Fed policymakers are negative on negative rates

FAN Editor
FILE PHOTO: The Federal Reserve on Mayday in Washington
FILE PHOTO: The Federal Reserve building is set against a blue sky, amid the coronavirus disease (COVID-19) outbreak, in Washington, U.S., May 1, 2020. REUTERS/Kevin Lamarque

May 11, 2020

By Ann Saphir

(Reuters) – U.S. Federal Reserve policymakers say they will do what it takes to cushion an economy crushed by the widespread lockdowns aimed at slowing the coronavirus spread, but there’s one thing they probably won’t do: take interest rates below zero.

“We must do all we can so that economic activity can resume once it is safe to do so and focus our efforts on returning to prosperity as quickly as possible,” Chicago Fed President Charles Evans told a meeting of the Lansing Chamber of Commerce, held via Zoom.

Rates will stay near zero for “quite some time,” he said.

But asked about negative interest rates, he was dismissive: “I don’t anticipate it being a tool that we would be using in the U.S.”

Last week, traders in futures tied to the Fed’s policy rate began pricing in — for the first time ever — a small chance of negative U.S. interest rates next year. On Monday they had mostly retreated from those bets, though contracts for October 2021 did reflect an expectation for below-zero rates.

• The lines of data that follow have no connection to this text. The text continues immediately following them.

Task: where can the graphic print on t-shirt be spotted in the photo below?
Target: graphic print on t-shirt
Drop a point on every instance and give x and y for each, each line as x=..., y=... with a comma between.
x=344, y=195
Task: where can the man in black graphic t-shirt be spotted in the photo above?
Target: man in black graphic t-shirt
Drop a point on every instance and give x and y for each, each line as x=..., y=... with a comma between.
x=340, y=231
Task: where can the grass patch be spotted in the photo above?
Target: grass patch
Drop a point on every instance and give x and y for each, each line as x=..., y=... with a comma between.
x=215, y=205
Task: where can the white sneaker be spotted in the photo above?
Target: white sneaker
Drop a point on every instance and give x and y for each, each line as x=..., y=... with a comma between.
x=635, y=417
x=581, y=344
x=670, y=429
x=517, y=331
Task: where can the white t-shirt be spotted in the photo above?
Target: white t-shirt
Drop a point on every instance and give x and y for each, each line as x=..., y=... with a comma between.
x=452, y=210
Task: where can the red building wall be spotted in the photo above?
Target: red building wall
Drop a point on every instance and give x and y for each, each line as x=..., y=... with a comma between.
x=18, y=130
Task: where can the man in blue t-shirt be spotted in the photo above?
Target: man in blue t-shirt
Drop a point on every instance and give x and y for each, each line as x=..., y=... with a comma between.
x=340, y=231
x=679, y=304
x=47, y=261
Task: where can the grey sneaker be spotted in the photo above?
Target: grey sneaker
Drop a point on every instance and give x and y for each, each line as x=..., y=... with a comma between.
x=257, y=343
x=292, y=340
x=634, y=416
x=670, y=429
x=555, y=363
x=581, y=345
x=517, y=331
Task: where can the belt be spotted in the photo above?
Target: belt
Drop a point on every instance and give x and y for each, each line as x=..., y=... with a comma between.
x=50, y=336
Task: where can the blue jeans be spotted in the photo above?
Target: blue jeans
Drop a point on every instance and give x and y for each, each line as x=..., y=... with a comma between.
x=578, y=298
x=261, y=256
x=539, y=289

Central banks in other countries, including Europe and Japan, have tried negative interest rates with mixed results. The idea is to punish banks for holding excess cash and thereby to encourage lending, in turn boosting business investment and consumer spending.

But Fed policymakers have long been wary of adopting such a tool, saying it could have the opposite of the intended effect or undermine financial markets.

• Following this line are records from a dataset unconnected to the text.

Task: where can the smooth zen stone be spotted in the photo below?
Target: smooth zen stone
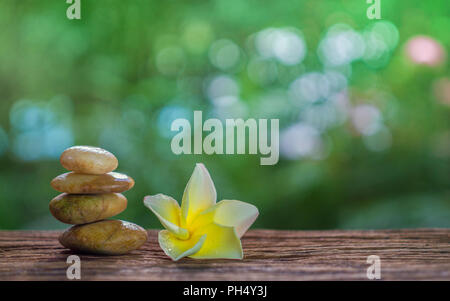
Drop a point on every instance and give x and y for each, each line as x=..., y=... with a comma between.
x=76, y=183
x=86, y=208
x=109, y=237
x=88, y=160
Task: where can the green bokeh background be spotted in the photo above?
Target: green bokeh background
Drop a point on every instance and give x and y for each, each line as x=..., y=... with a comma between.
x=120, y=75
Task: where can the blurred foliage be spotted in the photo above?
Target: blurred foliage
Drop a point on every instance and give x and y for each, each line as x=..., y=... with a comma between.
x=120, y=75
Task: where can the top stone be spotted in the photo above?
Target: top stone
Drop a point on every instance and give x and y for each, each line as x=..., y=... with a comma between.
x=88, y=160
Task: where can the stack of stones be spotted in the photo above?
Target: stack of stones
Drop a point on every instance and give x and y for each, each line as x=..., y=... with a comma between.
x=91, y=193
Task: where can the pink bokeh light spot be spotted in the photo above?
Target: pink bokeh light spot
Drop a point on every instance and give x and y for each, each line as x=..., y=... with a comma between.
x=425, y=51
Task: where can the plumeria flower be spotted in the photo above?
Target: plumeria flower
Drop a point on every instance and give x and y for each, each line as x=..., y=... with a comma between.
x=201, y=228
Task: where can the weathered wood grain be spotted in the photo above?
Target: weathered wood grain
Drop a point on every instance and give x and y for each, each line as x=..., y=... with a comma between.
x=419, y=254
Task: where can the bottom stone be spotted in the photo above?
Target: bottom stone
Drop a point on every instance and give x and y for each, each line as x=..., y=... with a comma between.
x=107, y=237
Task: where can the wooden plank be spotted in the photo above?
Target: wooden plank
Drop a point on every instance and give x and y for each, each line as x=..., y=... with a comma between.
x=419, y=254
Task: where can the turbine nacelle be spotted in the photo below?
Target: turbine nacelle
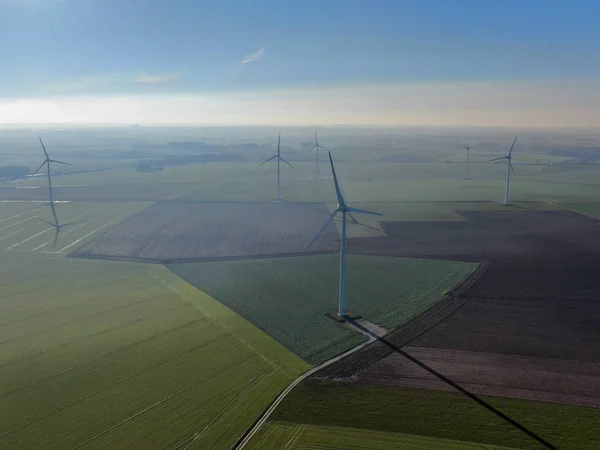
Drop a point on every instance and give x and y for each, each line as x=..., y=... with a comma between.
x=346, y=211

And in the current crisis, they have said that negative rates would be particularly ineffective because it’s not the price of money but rather government restrictions and concern for public health that are keeping people and businesses from spending money.

Fed policymakers reiterated those arguments Monday, even as they repeated pledges to do most anything else to boost the economy.

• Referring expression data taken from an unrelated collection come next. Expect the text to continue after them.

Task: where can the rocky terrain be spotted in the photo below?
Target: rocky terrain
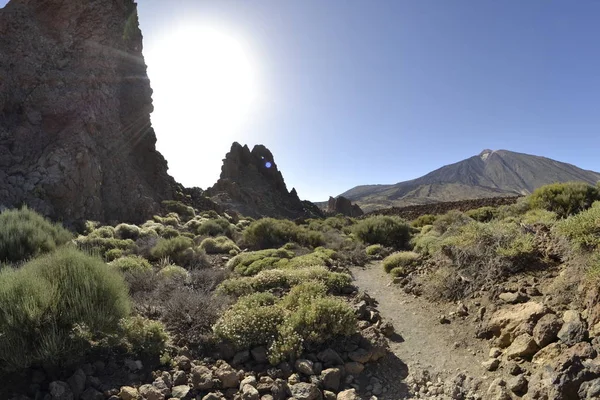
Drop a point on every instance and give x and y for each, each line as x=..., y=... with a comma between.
x=497, y=173
x=341, y=205
x=169, y=292
x=415, y=211
x=251, y=184
x=75, y=136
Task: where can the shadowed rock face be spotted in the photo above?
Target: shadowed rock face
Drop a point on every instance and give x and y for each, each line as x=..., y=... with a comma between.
x=342, y=205
x=75, y=135
x=251, y=184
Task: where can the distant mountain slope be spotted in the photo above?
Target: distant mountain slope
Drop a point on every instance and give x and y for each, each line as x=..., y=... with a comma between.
x=490, y=174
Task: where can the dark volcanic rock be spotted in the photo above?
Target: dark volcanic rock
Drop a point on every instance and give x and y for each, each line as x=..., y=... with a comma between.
x=75, y=101
x=342, y=205
x=251, y=184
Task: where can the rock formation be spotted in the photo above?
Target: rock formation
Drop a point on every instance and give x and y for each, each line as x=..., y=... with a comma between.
x=251, y=184
x=75, y=101
x=342, y=205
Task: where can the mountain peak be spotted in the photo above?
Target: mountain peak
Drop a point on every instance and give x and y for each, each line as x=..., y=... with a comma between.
x=485, y=154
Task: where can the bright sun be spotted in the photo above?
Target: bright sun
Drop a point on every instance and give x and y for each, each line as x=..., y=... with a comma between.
x=205, y=91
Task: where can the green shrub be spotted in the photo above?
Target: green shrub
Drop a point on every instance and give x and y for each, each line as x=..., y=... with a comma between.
x=499, y=238
x=285, y=279
x=215, y=227
x=384, y=230
x=101, y=246
x=539, y=216
x=422, y=220
x=143, y=337
x=219, y=245
x=320, y=257
x=483, y=214
x=253, y=262
x=583, y=229
x=451, y=220
x=398, y=272
x=427, y=242
x=252, y=321
x=25, y=234
x=375, y=250
x=404, y=259
x=171, y=219
x=43, y=301
x=126, y=231
x=305, y=315
x=315, y=320
x=131, y=264
x=270, y=233
x=173, y=272
x=211, y=214
x=565, y=198
x=113, y=254
x=105, y=232
x=185, y=212
x=169, y=232
x=180, y=250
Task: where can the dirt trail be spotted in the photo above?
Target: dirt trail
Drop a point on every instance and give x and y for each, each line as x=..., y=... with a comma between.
x=425, y=344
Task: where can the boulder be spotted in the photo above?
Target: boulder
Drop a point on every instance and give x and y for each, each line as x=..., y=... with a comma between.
x=304, y=367
x=305, y=391
x=78, y=149
x=180, y=391
x=93, y=394
x=331, y=379
x=349, y=394
x=227, y=375
x=548, y=353
x=60, y=390
x=522, y=347
x=150, y=392
x=590, y=390
x=498, y=390
x=513, y=298
x=202, y=378
x=546, y=329
x=573, y=329
x=509, y=322
x=128, y=393
x=259, y=354
x=249, y=392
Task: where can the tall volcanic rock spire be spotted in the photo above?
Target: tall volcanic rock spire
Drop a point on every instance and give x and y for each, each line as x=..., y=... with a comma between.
x=250, y=183
x=75, y=101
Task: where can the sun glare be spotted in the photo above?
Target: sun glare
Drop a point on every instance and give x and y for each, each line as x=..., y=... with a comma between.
x=205, y=91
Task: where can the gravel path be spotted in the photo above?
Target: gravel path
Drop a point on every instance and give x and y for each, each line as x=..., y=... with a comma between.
x=423, y=343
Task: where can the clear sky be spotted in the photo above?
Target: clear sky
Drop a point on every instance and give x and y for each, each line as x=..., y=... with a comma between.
x=350, y=92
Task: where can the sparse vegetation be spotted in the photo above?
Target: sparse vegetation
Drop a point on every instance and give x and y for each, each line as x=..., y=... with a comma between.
x=219, y=245
x=25, y=234
x=387, y=231
x=271, y=233
x=565, y=198
x=401, y=262
x=43, y=301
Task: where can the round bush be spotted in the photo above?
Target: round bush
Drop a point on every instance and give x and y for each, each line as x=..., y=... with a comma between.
x=403, y=259
x=565, y=198
x=25, y=234
x=131, y=264
x=384, y=230
x=43, y=301
x=126, y=231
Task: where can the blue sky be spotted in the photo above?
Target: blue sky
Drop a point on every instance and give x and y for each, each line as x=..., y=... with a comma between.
x=362, y=92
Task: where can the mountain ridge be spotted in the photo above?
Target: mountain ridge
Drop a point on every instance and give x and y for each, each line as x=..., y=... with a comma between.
x=492, y=173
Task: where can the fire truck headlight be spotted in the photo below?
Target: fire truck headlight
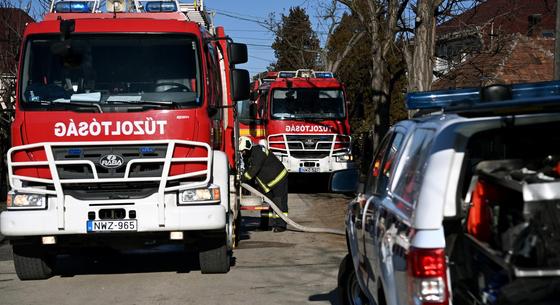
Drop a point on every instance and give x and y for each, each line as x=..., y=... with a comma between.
x=344, y=158
x=26, y=201
x=200, y=195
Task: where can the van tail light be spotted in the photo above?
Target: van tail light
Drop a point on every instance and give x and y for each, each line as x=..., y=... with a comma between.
x=428, y=276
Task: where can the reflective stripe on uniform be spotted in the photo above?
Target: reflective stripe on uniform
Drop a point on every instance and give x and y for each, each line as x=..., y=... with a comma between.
x=278, y=178
x=265, y=188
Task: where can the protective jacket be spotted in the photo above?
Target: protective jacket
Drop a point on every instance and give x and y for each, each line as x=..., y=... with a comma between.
x=263, y=165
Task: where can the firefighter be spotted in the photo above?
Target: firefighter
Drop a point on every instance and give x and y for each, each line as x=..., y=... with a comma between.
x=269, y=173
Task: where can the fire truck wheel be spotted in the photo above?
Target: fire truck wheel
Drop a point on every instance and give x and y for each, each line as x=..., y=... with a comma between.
x=214, y=257
x=31, y=263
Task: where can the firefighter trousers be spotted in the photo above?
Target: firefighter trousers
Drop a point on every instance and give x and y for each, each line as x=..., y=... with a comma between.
x=279, y=195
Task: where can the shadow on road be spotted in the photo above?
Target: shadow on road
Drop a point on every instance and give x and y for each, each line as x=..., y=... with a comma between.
x=161, y=259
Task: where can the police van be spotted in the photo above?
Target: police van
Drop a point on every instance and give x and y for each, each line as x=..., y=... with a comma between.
x=461, y=204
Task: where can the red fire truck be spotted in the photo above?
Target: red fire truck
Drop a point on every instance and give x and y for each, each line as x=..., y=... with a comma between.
x=123, y=132
x=305, y=119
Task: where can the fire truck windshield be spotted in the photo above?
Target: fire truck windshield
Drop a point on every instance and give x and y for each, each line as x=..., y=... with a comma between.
x=111, y=68
x=307, y=103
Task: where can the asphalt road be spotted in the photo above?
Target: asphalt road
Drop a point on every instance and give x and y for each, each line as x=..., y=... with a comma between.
x=269, y=268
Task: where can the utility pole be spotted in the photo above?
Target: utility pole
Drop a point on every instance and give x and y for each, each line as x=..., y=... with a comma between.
x=557, y=44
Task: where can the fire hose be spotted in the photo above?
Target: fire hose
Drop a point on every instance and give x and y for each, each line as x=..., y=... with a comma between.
x=292, y=223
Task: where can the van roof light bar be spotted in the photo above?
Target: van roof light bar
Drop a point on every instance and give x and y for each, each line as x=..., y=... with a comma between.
x=305, y=73
x=461, y=99
x=74, y=6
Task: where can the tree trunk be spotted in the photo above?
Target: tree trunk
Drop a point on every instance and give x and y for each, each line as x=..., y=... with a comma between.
x=421, y=66
x=380, y=88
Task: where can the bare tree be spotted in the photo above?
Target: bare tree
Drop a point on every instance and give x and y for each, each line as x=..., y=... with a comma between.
x=380, y=21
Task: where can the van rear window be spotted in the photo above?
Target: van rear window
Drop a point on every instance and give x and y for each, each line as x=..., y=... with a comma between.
x=410, y=175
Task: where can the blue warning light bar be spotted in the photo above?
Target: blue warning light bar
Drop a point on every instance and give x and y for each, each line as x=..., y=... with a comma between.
x=469, y=97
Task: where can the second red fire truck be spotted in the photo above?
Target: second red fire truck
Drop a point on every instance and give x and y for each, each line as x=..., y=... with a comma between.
x=305, y=120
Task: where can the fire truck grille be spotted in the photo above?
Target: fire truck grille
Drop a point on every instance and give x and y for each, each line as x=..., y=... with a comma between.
x=309, y=142
x=109, y=161
x=309, y=154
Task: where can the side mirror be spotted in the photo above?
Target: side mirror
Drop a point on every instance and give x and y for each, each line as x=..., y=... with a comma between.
x=253, y=110
x=254, y=95
x=238, y=54
x=239, y=84
x=346, y=181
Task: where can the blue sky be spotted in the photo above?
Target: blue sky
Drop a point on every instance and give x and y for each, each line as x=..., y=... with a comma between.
x=232, y=14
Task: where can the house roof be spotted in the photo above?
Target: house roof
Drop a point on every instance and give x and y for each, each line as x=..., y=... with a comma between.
x=505, y=16
x=521, y=59
x=12, y=24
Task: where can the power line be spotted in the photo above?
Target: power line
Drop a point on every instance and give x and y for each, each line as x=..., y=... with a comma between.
x=260, y=58
x=247, y=30
x=242, y=18
x=252, y=38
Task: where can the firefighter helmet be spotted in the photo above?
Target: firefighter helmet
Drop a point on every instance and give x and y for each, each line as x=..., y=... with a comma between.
x=245, y=143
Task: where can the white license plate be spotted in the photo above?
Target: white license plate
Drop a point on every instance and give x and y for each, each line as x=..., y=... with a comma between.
x=111, y=225
x=308, y=169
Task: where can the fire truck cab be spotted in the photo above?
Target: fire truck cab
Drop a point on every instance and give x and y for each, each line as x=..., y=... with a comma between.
x=305, y=118
x=121, y=132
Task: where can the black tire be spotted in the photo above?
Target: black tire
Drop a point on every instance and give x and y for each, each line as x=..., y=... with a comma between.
x=266, y=221
x=31, y=263
x=349, y=290
x=214, y=257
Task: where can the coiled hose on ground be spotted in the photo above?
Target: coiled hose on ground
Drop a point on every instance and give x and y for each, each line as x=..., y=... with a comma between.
x=292, y=223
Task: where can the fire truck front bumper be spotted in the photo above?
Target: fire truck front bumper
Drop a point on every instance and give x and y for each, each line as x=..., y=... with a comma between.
x=138, y=215
x=317, y=165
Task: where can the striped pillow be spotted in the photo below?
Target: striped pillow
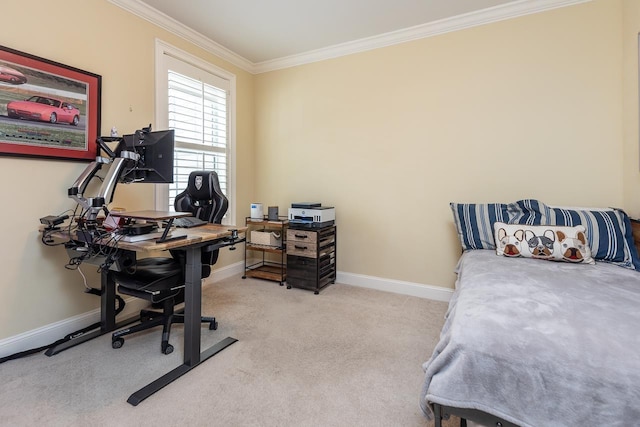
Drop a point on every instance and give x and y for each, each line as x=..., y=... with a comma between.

Speaking earlier in the day on Yahoo Finance, St. Louis Fed President James Bullard said that because the structure of short-term funding markets in the United States is different than in Japan and Europe, using negative rates would be “problematic.” Besides, he said, “It is not at all clear that they’ve been successful there…we can use other tools to handle the situation.”

Atlanta Fed President Raphael Bostic was equally negative about the possibility.

Negative rates are “among the weaker tools in the toolkit,” Bostic said in webcast remarks on Monday.

Ahead of a Senate Banking Committee hearing Tuesday, Fed Vice Chair of Supervision Randal Quarles released prepared remarks that praised banks for boosting lending during the crisis. However, he cautioned that the real limit on what banks can do is the overall health of the economy, which depends on the effectiveness of the public health response.

He did not say anything about negative interest rates, though it may well come up during the hearing.

“More may be required of us before the current crisis ends,” Quarles said. “We can only pledge to do what this moment demands.”